In the event that you fail to repay the loan, the lending institution is entitled to sell your security item to recoup their money and if the sale doesn't cover the full amount of the loan, you will have lost your property and still owe money!

Information about unsecured personal loans

With an unsecured loan you are not required to surrender anything for the purpose of collateral. While this means that you will not lose anything other than your credit rating if you fail to pay, it should be noted that the interest rates on unsecured loans are usually much higher than those generated by a secured loan. As a result, unsecured personal loans are much harder to get as the lending institution will not have anything of value to hold as security against the loan.

Unsecured loans are what people apply for when they need money for student loans, small business loans, and extra funds to carry out minor household repairs and for small personal loans.

The main rule though, whether you are looking at a taking out a secured or unsecured loan is to make sure that you don't borrow more than you can afford to repay.

Using a guarantor for an unsecured personal loan

Another way to increase your chances of being granted an unsecured personal loan is to ask someone to be a guarantor.

Usually this will be parents of grandparents, who have assets and will sign a legal document promising that if you fail to pay your loan debt, that the bank can take the guarantor's assets.

Even though the bank can come after the guarantor first, they usually come after you as the debtor first.

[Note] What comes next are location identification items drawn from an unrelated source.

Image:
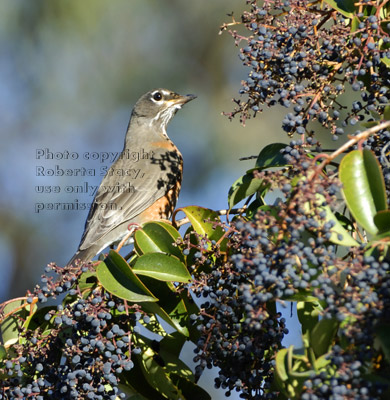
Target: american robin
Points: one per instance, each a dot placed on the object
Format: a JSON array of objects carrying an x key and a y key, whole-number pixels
[{"x": 143, "y": 184}]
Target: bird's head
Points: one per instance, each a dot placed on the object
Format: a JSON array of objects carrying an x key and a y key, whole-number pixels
[{"x": 157, "y": 107}]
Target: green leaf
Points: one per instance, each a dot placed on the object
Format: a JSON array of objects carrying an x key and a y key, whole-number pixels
[
  {"x": 170, "y": 306},
  {"x": 162, "y": 267},
  {"x": 375, "y": 180},
  {"x": 3, "y": 352},
  {"x": 252, "y": 209},
  {"x": 135, "y": 379},
  {"x": 9, "y": 327},
  {"x": 198, "y": 217},
  {"x": 244, "y": 187},
  {"x": 363, "y": 187},
  {"x": 345, "y": 7},
  {"x": 339, "y": 235},
  {"x": 271, "y": 156},
  {"x": 157, "y": 237},
  {"x": 383, "y": 339},
  {"x": 308, "y": 313},
  {"x": 156, "y": 375},
  {"x": 281, "y": 364},
  {"x": 382, "y": 221},
  {"x": 355, "y": 24},
  {"x": 189, "y": 389},
  {"x": 117, "y": 277},
  {"x": 386, "y": 113},
  {"x": 386, "y": 61},
  {"x": 322, "y": 335}
]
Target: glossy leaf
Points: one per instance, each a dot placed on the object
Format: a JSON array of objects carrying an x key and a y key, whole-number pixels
[
  {"x": 345, "y": 7},
  {"x": 170, "y": 306},
  {"x": 383, "y": 339},
  {"x": 201, "y": 220},
  {"x": 363, "y": 187},
  {"x": 382, "y": 221},
  {"x": 157, "y": 237},
  {"x": 339, "y": 235},
  {"x": 271, "y": 156},
  {"x": 136, "y": 380},
  {"x": 157, "y": 377},
  {"x": 376, "y": 180},
  {"x": 189, "y": 389},
  {"x": 308, "y": 313},
  {"x": 244, "y": 187},
  {"x": 117, "y": 277},
  {"x": 18, "y": 310},
  {"x": 162, "y": 267},
  {"x": 281, "y": 364},
  {"x": 322, "y": 335}
]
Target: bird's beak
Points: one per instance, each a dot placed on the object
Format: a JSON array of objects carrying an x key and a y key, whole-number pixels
[{"x": 182, "y": 99}]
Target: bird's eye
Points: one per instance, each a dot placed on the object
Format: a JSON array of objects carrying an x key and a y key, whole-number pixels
[{"x": 157, "y": 96}]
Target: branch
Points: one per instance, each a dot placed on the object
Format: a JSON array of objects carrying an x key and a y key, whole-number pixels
[{"x": 355, "y": 139}]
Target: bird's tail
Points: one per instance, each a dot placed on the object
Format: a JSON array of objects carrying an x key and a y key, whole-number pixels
[{"x": 82, "y": 256}]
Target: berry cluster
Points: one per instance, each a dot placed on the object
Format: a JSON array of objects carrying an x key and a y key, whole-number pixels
[
  {"x": 304, "y": 57},
  {"x": 241, "y": 330},
  {"x": 357, "y": 291},
  {"x": 81, "y": 348}
]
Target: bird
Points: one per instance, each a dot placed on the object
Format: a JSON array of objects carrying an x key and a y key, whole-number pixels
[{"x": 143, "y": 184}]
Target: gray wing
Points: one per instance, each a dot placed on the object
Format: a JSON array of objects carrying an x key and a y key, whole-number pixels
[{"x": 148, "y": 180}]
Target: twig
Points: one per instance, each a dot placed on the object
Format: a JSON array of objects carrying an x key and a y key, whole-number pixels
[{"x": 355, "y": 139}]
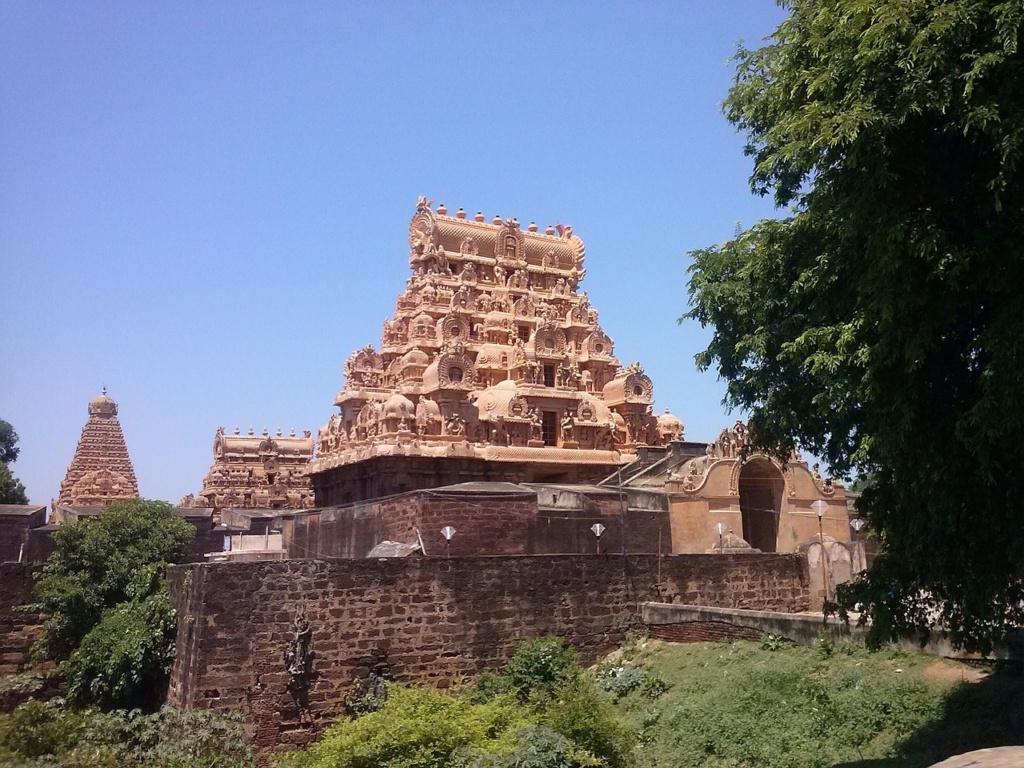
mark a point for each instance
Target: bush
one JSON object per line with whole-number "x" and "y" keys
{"x": 416, "y": 728}
{"x": 46, "y": 735}
{"x": 580, "y": 713}
{"x": 97, "y": 564}
{"x": 109, "y": 622}
{"x": 536, "y": 669}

Also if they do take your assets, the guarantor is still not off the hook. For example if your assets are equal to ten thousand dollars but the debt you owe the bank is fifteen thousand, then the guarantor is still liable for the other five thousand.

The other way for the bank to take what you owe is to simply go straight to the guarantor. Keep in mind this does not mean you can go borrowing money, never pay it back and get away with it. After the guarantor has paid your debt to the bank, they have all the legal rights that the bank would have had to chase you for the debt they had to pay. This means you could be getting sued by granny.

Of course this is only in the unfortunate cases, if you are responsible in paying back your debt, at the end of the loan the guarantor is off the hook. This is one of the best ways to gain an unsecured personal loan, especially for those with no assets, such as students or people starting out their financial life.